NumPy built on Numeric which was primarily written by Jim Hugunin while he was
a grad student at MIT. While I was a professor at BYU, I wrote the the core of
NumPy with a lot of community input -- outside of my regular job. I sold a
book "Guide to NumPy" for a while that I used to replace the grants I should
have been writing and pay for a grad student to help write iterative solvers
for SciPy. Chuck Harris joined the NumPy effort early and has been steadily
contributing ever since without direct funding. Many others have contributed
volunteer time since then.

A major reason I started Continuum was to help create places where people
could get paid to write open-source. I am happy to say we have been doing this
for 5 years though mostly outside core NumPy itself (Numba, Dask, Bokeh,
conda, etc.) We are working to support many more open source projects more
generally -- and our devs have now made additional contributions to NumPy
itself. We have a thriving 40 person Community Innovation team at Continuum
supporting many open source projects. I expect this funding to help bring more
new people to the NumPy development ecosystem.
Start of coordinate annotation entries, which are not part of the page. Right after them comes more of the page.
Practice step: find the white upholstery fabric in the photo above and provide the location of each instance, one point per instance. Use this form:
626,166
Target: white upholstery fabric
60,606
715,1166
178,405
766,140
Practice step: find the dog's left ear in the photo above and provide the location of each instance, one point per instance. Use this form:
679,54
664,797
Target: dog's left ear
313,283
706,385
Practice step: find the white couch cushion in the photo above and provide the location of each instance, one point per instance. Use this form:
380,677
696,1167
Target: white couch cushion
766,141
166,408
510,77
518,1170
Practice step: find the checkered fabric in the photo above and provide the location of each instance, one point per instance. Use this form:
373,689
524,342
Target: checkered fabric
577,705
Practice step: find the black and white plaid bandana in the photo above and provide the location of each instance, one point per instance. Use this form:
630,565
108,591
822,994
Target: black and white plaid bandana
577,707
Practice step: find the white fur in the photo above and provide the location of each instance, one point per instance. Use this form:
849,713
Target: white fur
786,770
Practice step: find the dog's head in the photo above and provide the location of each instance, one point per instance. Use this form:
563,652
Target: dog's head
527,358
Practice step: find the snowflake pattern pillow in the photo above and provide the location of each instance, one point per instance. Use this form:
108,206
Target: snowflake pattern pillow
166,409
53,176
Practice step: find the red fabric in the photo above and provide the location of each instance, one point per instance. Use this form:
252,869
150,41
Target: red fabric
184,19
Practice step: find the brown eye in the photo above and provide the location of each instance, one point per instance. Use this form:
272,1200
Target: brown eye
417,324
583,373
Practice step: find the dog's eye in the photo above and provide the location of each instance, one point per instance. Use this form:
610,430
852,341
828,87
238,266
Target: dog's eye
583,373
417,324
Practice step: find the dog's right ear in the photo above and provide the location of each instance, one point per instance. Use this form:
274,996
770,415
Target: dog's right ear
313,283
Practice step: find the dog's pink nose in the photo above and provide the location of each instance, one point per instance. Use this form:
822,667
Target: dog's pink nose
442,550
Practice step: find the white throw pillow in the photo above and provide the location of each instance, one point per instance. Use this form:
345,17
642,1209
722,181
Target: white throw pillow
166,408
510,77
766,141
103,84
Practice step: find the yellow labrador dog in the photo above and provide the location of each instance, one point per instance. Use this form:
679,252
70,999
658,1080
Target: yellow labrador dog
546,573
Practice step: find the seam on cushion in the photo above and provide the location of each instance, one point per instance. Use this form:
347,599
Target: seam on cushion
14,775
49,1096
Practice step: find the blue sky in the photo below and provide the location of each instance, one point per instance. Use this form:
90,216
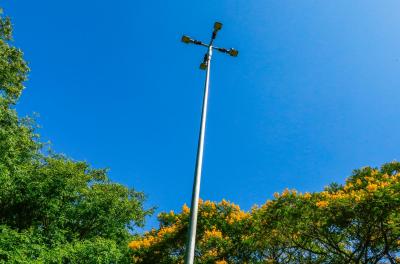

The community also started NumFOCUS at this same time to be a community-run
foundation that could be a focal point for donations and support to projects
including NumPy.

Nathaniel Smith wrote a great proposal and put the effort into securing this
funding. It is real work to secure funding. I look forward to NumPy getting
better for the benefit of all because of this work.

------
theprop
Congratulations!! Nice work...looking for lots more math libraries :-D!

------
digitsman
Does anyone have a link to the text of the proposal?

------
ahmedfromtunis
I really wish I could help!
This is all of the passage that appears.